This guaranteed income pilot gives low-income New York mothers $1,000 a month

By Talib Visram

In November 2021, Angelina Matos, 18, quit her job and enrolled in school. With a new baby to care for, it would have been hard for her to imagine having that opportunity a few months ago. But in July, Matos started receiving $1,000 checks every month. That extra income allowed her to fulfill a goal of studying full time.

Matos is one of 100 mothers chosen by the Bridge Project, New York City’s first consistent and at-scale guaranteed income pilot program. Funded entirely with private money, the program targets low-income new or expecting mothers of color. Now in its seventh month, the program already has shown its ability to support mothers, and is about to expand—but, the organizers say any further extensions will need government support.

In New York City, nearly a quarter of children under age 3 live in poverty, higher than the national average of about one in seven. For the Monarch Foundation, a private family foundation that is fully funding the pilot, a core area of focus is to alleviate child poverty and improve early development, especially in the first 1,000 days of a child’s life. “We live in one of the richest countries in the world,” says Megha Agarwal, the executive director. “No baby should be going without food and shelter.” The trust turned to direct cash as a way to create swift impact.

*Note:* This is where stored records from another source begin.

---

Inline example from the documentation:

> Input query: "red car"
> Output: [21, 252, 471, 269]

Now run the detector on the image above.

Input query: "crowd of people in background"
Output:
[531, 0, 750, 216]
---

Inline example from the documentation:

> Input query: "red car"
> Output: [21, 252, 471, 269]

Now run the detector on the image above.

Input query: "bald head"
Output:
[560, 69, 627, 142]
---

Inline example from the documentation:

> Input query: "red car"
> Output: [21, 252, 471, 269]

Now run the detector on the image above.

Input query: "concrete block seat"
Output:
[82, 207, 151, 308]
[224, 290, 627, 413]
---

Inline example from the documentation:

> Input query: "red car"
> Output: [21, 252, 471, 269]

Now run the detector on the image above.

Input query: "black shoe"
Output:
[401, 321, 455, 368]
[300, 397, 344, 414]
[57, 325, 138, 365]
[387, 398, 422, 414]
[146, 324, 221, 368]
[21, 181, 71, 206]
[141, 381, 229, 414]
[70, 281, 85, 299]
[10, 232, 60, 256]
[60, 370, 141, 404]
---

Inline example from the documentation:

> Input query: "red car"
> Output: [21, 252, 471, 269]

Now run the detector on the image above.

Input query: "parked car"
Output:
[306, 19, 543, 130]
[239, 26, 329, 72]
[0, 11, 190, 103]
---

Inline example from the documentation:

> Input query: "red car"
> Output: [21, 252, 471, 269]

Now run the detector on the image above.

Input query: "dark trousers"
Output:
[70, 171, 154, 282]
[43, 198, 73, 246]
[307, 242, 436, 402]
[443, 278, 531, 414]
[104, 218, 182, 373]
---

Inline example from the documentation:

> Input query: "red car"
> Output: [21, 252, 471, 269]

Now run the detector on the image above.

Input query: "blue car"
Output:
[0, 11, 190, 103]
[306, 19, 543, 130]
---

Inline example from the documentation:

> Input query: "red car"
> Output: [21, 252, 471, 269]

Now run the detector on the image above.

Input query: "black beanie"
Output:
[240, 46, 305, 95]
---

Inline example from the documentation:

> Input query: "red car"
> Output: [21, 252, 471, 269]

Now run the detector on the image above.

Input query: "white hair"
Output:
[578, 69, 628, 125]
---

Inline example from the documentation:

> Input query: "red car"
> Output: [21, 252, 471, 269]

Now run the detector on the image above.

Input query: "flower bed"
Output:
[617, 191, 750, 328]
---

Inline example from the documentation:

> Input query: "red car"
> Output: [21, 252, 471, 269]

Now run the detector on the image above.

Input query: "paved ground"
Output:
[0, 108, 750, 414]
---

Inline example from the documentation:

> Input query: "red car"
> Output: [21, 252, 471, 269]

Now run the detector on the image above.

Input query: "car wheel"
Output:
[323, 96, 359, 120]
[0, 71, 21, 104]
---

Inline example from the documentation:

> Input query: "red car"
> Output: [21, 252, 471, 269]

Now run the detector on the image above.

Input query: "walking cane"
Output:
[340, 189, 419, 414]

Starting in July, 100 mothers started receiving either $500 or $1,000—randomly assigned to test the impact of the different dollar amounts—in three Upper Manhattan neighborhoods with high populations of BIPOC mothers: Inwood, Washington Heights, and Central Harlem. About half the recipients are Black and half Latino, and around one in five is undocumented. It’s open to all mothers, regardless of marital status or age, but they must live in households earning less than $52,000 annually.

 
 

It’s the first guaranteed income pilot in New York City, other than a one-off Humanity Forward payout in 2020, when then-presidential candidate Andrew Yang distributed one-time payments to Bronx residents. Another pilot, Baby’s First Years, provides cash transfers as part of an ongoing scientific study on how poverty affects children’s brains, but also works in New Orleans, Omaha, and the Twin Cities. The Bridge Project focuses on New York City, and will be a key part of national evaluations of guaranteed income; like many pilot programs, it’s working with the University of Pennsylvania’s Center for Guaranteed Income Research.

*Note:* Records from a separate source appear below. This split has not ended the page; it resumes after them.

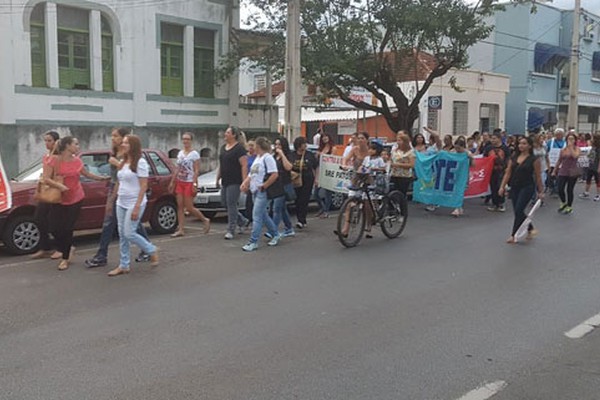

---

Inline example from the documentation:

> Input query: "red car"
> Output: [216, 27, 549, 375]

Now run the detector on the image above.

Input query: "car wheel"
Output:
[150, 201, 177, 233]
[202, 211, 217, 219]
[331, 192, 346, 210]
[2, 215, 40, 255]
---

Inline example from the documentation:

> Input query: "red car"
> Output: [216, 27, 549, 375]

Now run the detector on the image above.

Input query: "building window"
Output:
[30, 3, 47, 87]
[102, 16, 115, 92]
[194, 28, 215, 98]
[452, 101, 469, 135]
[160, 23, 184, 96]
[592, 51, 600, 79]
[479, 103, 500, 132]
[57, 6, 91, 89]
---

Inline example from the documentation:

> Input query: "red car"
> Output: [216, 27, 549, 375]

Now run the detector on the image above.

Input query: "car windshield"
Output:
[11, 160, 42, 182]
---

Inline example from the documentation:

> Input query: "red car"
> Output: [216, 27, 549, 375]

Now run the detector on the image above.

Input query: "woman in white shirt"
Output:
[169, 132, 210, 237]
[240, 137, 284, 251]
[108, 135, 158, 276]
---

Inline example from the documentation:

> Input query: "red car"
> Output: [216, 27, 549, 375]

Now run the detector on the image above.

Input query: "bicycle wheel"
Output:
[336, 198, 365, 247]
[381, 190, 408, 239]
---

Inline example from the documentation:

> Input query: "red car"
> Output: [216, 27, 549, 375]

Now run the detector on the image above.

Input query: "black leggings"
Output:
[34, 203, 53, 251]
[390, 176, 413, 197]
[295, 176, 315, 225]
[558, 176, 577, 207]
[50, 201, 82, 260]
[510, 185, 535, 236]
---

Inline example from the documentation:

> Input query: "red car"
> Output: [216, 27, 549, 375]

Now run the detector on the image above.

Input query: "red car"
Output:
[0, 150, 177, 254]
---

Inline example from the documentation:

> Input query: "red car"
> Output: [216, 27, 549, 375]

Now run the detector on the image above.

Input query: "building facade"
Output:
[469, 3, 600, 133]
[0, 0, 268, 175]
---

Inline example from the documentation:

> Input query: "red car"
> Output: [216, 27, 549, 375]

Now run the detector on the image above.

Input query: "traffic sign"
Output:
[427, 96, 442, 110]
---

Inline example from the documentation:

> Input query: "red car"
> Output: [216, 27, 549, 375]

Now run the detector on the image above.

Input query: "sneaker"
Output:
[85, 257, 107, 268]
[267, 234, 281, 246]
[563, 206, 573, 215]
[281, 229, 296, 237]
[135, 251, 150, 262]
[242, 242, 258, 251]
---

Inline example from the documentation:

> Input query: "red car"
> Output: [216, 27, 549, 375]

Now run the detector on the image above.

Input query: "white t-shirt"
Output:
[362, 156, 386, 172]
[250, 153, 277, 193]
[117, 158, 149, 209]
[177, 150, 200, 182]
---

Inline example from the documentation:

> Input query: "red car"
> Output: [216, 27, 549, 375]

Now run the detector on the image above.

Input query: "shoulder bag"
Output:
[290, 153, 306, 187]
[263, 159, 285, 200]
[33, 159, 64, 204]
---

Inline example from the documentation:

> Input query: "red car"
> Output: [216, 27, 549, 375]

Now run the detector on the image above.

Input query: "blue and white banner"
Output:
[413, 151, 469, 207]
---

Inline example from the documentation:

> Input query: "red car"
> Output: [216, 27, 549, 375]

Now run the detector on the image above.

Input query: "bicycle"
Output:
[335, 174, 408, 247]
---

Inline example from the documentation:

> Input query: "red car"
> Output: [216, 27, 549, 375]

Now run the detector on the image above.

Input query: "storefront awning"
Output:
[533, 43, 571, 71]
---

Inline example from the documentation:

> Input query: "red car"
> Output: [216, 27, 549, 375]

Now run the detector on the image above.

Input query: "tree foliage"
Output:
[226, 0, 528, 131]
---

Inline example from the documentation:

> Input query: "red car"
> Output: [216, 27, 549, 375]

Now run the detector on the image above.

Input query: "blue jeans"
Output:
[315, 187, 333, 213]
[116, 206, 156, 269]
[273, 196, 292, 232]
[221, 183, 250, 234]
[249, 192, 279, 243]
[94, 183, 148, 261]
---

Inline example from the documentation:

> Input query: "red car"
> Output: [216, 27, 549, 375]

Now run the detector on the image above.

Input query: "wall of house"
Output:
[0, 0, 244, 174]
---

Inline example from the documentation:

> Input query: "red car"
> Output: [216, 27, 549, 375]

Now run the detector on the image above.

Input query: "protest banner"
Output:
[413, 151, 469, 207]
[0, 158, 12, 212]
[465, 156, 494, 199]
[319, 154, 352, 193]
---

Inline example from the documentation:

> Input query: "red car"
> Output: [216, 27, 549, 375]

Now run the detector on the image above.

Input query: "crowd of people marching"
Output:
[32, 127, 600, 276]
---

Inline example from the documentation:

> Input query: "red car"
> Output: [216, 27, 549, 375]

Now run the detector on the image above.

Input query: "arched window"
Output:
[57, 5, 91, 89]
[29, 0, 115, 92]
[30, 3, 47, 87]
[102, 15, 115, 92]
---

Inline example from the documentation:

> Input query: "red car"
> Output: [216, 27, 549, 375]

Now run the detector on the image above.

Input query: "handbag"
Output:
[263, 159, 285, 200]
[33, 161, 64, 204]
[290, 153, 306, 187]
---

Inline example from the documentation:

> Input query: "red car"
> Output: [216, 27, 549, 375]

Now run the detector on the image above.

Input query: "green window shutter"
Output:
[57, 5, 91, 89]
[30, 23, 48, 87]
[161, 44, 183, 96]
[194, 28, 215, 98]
[194, 47, 215, 98]
[102, 34, 115, 92]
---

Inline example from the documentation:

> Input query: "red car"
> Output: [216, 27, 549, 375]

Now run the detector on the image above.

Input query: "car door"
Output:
[76, 152, 110, 229]
[144, 151, 172, 219]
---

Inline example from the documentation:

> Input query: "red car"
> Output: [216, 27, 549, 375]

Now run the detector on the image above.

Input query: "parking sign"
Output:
[427, 96, 442, 110]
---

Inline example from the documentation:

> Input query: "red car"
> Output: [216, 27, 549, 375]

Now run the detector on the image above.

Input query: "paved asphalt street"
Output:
[0, 192, 600, 400]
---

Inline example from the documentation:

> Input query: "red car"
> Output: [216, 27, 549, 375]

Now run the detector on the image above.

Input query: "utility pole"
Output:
[285, 0, 302, 141]
[567, 0, 581, 130]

So far, the pilot’s data shows that mothers are spending on food and rent, but also on Ubers to hospital when a baby is sick, or a home washing machine so they don’t have to risk going to a laundromat with an unvaccinated baby. Mothers have been able to scale back from working two or three jobs, or to enroll in school, like Matos. “All the money goes to my daughter,” Matos says, saying she spends it on Pampers, clothes, formula, and toys. “If I have any leftover money, I’ll save, or I’ll help my mom out.” Crucially, this is not a flexibility that most government social programs allow. “They’ll say, this is money that you can use on this certain type of milk, and this certain size,” Agarwal says.

The foundation is launching a second phase of the pilot in April, selecting an additional 500 expectant mothers across the existing neighborhoods plus East Harlem and South and Central Bronx; both programs will last three years. It’ll need a total of $16 million, all coming from the foundation’s repository. While that works for a pilot, it’s not a sustainable solution for carrying on these supplemental incomes further into the future. “The only way to adequately scale up a program like this is through government investment,” Agarwal says. “Our private dollars can only go so far.”

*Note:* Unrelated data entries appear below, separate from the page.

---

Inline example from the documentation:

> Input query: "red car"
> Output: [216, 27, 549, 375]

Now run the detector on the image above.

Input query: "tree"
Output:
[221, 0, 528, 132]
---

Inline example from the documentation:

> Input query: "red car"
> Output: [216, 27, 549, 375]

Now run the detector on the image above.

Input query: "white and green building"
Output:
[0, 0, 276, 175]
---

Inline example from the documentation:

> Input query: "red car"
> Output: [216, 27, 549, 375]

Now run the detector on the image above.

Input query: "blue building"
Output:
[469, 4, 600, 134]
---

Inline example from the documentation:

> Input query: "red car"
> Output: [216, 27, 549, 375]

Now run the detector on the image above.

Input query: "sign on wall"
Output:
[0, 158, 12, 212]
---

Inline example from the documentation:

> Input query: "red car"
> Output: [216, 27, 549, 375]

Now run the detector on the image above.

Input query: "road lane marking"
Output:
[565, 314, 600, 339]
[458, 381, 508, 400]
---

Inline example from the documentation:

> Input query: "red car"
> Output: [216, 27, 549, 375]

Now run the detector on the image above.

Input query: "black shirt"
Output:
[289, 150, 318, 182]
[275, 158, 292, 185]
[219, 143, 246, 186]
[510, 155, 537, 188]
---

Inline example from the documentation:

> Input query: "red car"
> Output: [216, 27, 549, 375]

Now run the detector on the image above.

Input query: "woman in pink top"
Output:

The organizers hope to convince Mayor Eric Adams’ new administration to work with them and add additional financing, which would also allow the program to join the Mayors For a Guaranteed Income alliance, a collective of city leaders who are experimenting with the policy. As it stands, New York is one of the biggest cities in the country not yet part of the partnership, which includes Atlanta, Philadelphia, and Los Angeles. Being a member would bring them valuable support and know-how.

And governmental funding would greatly widen impact opportunities for young children and parents. “The current investments in this country just show that we are not valuing mothers and babies,” Agarwal says. “I think we need to start really questioning what kind of country we want to live in.”